There are a number of explanations for that. In the wheat market, it looks as if more Ukrainian grain will be available than was expected (even if some of it is smuggled on Russian-controlled ships). In other cases, soaring prices have already curbed demand, putting downward pressure on prices (there can’t be many of us who haven’t skipped a car trip or two over the last few weeks).
With the exception of European gas, its own weird little market, commodity prices are tumbling everywhere. Given that much of the spike in inflation was driven by rising raw material costs, that will start showing up in the indexes over the next three months.
Next, we have avoided a wage-price spiral. Average wage growth in the UK is running at 4pc which is roughly in line with its long-term averages. Sure, we are seeing some strikes, especially in the public sector, as workers try to keep up with surging prices, but unionization rates are now so low it does not make much difference to the overall trend.
The hit to living standards is being taken by ordinary workers. True, that is painful. But the alternative is a lot worse. Once wages and prices get into a spiral, with higher salaries forcing firms to increase prices, and then forcing staff to ask for more money again, inflation gets out of control. Very quickly you end up at 20pc or 30pc. The increased flexibility of labor markets over the last 30 years means we have avoided that. And without surging wages, inflation can’t get a real grip.
Finally, the money supply has started to drop dramatically. There are lots of different ways of measuring the supply of money, but if we take one the standard one – M4 for the purists – the rate of growth has dropped to a relatively stable 4pc in the year to April from an alarming 15pc at the end of 2020.
With the exception of the eurozone, the same is true in other major economies.
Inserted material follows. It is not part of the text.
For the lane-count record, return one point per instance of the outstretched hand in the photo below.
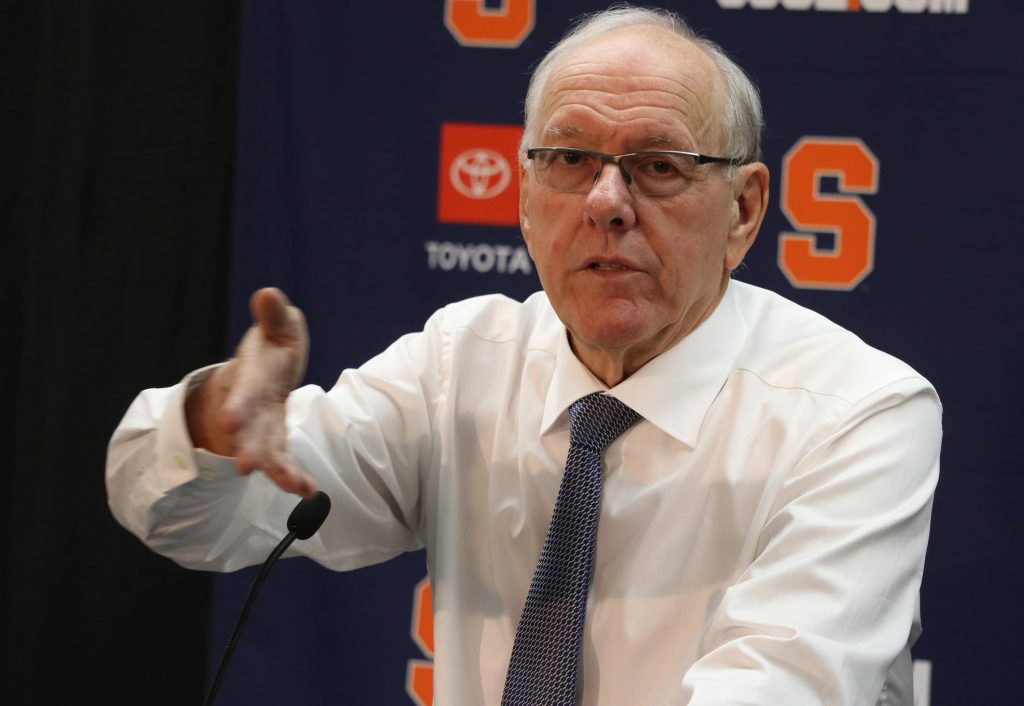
(240, 410)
Quantitative easing, which fueled record growth in the money supply has been wound up. Monetarism is out of fashion among central banks, and the relationship between the growth of the money supply and rising prices is seldom straightforward. Even so, it would be crazy to conclude that a drop of that magnitude would not have any impact on prices.
This week while everyone was paying attention to the drama in Westminster, the markets started pricing in the expectation that interest rates will fall in the UK by next year. The same is true on Wall Street, where traders have already concluded that by next year the Federal Reserve will be more worried about fighting a recession than curbing price rises. It may not feel like it when your contactless card swipes six quid for a coffee, or two quid for a tin of beans, but in reality the battle against inflation is already won. By this time next year, we will be wondering what all the fuss was about.